Attitudes towards prevention programs and policies

  • Most seniors, whether or not they own guns, said they would be comfortable being asked or advised about gun safety by a doctor or other clinician. 69% of gun owners would be comfortable with healthcare-based screening for gun possession, and 63% would be comfortable receiving advice on safe gun storage firearms from a health care provider. Percentages were higher among non-gun owners, including those living with a gun owner.
  • “Red flag” laws and programs that allow family members or police to petition the courts to restrict access to firearms to people they believe to be a danger to themselves or others have were endorsed by 79% of gun owners and 89% of non-gun owners.
  • 81% of gun owners and 92% of non-gun owners support efforts to remove guns from the homes of seniors with dementia or confusion.
  • 88% of gun owners and 93% of non-gun owners support prohibiting people experiencing domestic violence from owning or having access to firearms.
  • Background checks for all gun sales, including private sales between individuals, met with support from 85% of gun owners and 93% of non-gun owners.

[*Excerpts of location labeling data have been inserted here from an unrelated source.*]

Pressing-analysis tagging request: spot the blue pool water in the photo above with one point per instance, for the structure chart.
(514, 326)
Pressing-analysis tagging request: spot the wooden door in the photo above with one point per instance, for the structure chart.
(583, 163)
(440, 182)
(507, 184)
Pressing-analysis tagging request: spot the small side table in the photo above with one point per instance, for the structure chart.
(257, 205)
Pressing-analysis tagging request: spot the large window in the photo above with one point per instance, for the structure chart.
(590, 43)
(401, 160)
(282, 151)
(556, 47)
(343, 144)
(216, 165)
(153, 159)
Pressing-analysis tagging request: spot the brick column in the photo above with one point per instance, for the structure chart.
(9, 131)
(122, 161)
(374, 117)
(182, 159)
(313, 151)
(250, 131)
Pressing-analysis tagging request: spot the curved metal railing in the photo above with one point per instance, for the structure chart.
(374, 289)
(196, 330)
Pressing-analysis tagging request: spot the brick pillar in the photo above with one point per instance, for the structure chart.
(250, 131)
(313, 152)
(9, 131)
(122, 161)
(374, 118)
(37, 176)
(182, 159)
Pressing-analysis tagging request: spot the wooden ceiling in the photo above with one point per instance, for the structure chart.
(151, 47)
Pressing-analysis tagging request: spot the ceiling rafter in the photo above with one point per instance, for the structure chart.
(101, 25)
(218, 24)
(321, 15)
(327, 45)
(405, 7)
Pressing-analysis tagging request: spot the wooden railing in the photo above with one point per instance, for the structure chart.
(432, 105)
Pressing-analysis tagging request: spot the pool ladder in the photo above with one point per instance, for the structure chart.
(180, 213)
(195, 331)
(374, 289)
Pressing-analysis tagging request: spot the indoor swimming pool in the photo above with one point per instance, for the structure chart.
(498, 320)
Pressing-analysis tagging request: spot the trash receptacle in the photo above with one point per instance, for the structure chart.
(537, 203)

Individual and family characteristics and risk factors

  • Gun owners were more likely to be white, male, and veteran than non-gun owners, and more likely to be in higher income brackets and live in rural areas outside the Northeast.
  • 77% of gun owners had children who lived with them or visited them regularly, compared to 70% of non-gun owners.
  • 40% of non-gun owners said having children in their home influenced their decision to own guns, compared to 20% of those who did.
  • 40% of gun owners said they had experienced social isolation or lack of companionship in the past year; the survey was conducted just before the onset of the COVID-19 pandemic. This percentage was much higher (89%) among older gun owners who rated their physical or mental health as fair or poor.
  • 9% of older gun owners in the survey met the criteria for depression, which is a risk factor for suicide, compared to 8% of non-gun owners.

Source:

Journal reference:

Carter, PM, et al. (2022) Gun ownership, attitudes, and safe storage practices among a nationally representative sample of American adults aged 50–80. Preventive medecine. doi.org/10.1016/j.ypmed.2022.106955.